Brenda Miller
Tell it Slant
This essay beyond being about the braided form was a "how to" guide in itself. The braid that wound through the piece felt very obvious in an instructional way.
Quality
of Voice? “and his email reply said (in a voice so much like the rabbis of my
youth! Slightly contemptuous, a little annoyed…) that the Sabbath bread…” This
phrase really shows the style of voice the author uses.
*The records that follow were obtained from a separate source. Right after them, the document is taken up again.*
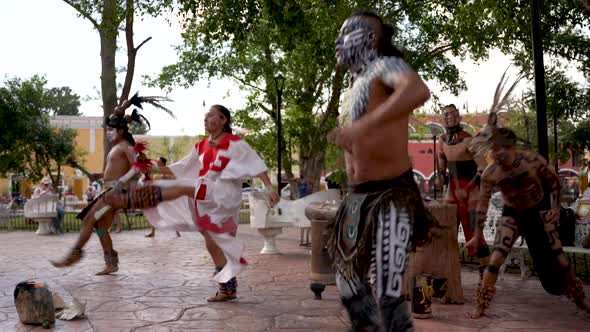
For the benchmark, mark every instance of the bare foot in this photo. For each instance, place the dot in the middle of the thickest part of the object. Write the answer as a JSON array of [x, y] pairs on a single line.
[[74, 256], [107, 270]]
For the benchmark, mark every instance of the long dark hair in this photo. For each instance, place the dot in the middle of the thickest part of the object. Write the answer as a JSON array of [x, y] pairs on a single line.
[[385, 47], [223, 110]]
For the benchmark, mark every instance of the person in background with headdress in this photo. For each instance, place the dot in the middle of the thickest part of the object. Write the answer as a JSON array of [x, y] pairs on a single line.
[[463, 175], [205, 196], [120, 175], [530, 190]]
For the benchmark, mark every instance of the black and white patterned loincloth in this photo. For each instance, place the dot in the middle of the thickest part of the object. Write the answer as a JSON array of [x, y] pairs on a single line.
[[376, 226]]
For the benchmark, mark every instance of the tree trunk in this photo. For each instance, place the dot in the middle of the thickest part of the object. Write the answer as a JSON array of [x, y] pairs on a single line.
[[312, 162], [108, 77], [312, 168]]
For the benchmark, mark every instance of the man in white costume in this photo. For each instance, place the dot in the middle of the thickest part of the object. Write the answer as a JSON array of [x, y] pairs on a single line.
[[219, 163]]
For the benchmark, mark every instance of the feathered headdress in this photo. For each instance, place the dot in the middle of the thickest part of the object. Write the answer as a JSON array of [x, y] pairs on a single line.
[[482, 142], [120, 120]]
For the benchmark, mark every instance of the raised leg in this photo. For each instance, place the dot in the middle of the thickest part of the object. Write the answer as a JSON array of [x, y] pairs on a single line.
[[111, 257], [505, 238]]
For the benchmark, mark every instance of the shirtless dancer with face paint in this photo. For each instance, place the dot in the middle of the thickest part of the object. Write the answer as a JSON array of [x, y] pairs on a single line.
[[525, 180], [464, 178], [383, 216]]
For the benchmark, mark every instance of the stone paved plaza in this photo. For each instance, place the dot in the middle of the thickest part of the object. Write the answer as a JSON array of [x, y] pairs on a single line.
[[163, 283]]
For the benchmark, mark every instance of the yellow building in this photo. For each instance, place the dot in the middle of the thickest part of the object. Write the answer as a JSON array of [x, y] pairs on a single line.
[[89, 140]]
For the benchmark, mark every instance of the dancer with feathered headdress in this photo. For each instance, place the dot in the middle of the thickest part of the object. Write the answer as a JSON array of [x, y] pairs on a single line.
[[124, 162], [527, 182]]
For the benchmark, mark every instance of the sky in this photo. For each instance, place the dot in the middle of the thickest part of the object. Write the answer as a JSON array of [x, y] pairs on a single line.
[[46, 37]]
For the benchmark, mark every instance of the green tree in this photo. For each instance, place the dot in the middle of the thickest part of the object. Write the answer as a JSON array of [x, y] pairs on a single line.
[[253, 40], [107, 17], [64, 101], [29, 144]]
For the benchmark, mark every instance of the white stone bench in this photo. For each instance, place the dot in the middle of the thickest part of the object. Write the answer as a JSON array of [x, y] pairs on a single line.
[[287, 213], [42, 210]]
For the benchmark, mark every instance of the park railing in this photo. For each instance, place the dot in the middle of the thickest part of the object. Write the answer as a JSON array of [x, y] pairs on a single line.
[[14, 220]]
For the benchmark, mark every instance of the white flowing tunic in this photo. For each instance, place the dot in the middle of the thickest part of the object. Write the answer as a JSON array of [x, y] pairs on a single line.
[[219, 172]]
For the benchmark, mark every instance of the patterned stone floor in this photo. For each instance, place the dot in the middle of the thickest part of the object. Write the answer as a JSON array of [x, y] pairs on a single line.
[[163, 283]]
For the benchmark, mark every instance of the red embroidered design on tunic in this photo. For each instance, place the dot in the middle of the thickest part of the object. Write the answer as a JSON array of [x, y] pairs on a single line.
[[209, 154]]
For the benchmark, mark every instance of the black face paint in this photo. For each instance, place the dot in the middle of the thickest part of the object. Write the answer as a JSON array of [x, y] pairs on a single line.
[[355, 45]]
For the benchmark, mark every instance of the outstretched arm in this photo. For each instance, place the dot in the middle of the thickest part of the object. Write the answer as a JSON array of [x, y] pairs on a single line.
[[485, 193], [133, 171], [409, 93]]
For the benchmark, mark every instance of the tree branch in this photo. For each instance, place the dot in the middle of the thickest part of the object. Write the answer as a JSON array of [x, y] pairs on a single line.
[[245, 83], [271, 113], [438, 50], [143, 42], [131, 52], [83, 13], [332, 109]]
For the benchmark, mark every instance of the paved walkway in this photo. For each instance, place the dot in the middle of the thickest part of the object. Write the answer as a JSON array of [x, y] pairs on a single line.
[[163, 284]]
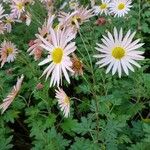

The parentheses, exclamation
point, and ellipses, I think all lead to a very laid back, causal
interpretation of her writing.
What are some of the specific words or phrases that bring
this essay into focus for you? “the
fragmentation, however, allowed me—almost forced me – not to approach the essay
head-on but to search for a more circuitous way into the essay.” I also thought
her advice on focusing on the silences, the caesuras was descriptive of the
essay itself.
Where does this writer create images and or scenes? “ You
take the sticky dough in your hands and knead, folding the dough toward you,
then pushing away with the heel of your hand, turning and repeating, working
and working your entire body—your legs, your abdomen, your strong heart.”
Where
does this writer “tell?” “I love the fact their separate parts intersecting,
creating the illusion of wholeness but with the oh-so-pleasurable texture of separation.”
What
kinds of sentence variety, phrasing, etc. add to the quality of this piece? “Bread
had always been a miracle. As has poetry, and language itself, this tremendous
urge to communicate.” The incredibly informal attitude of the piece opens it up
to creative sentence structure such as beginning with “and”.
Questions:
How obvious
to like your thread to be?
How does
using or not using headings for different sections effect a piece?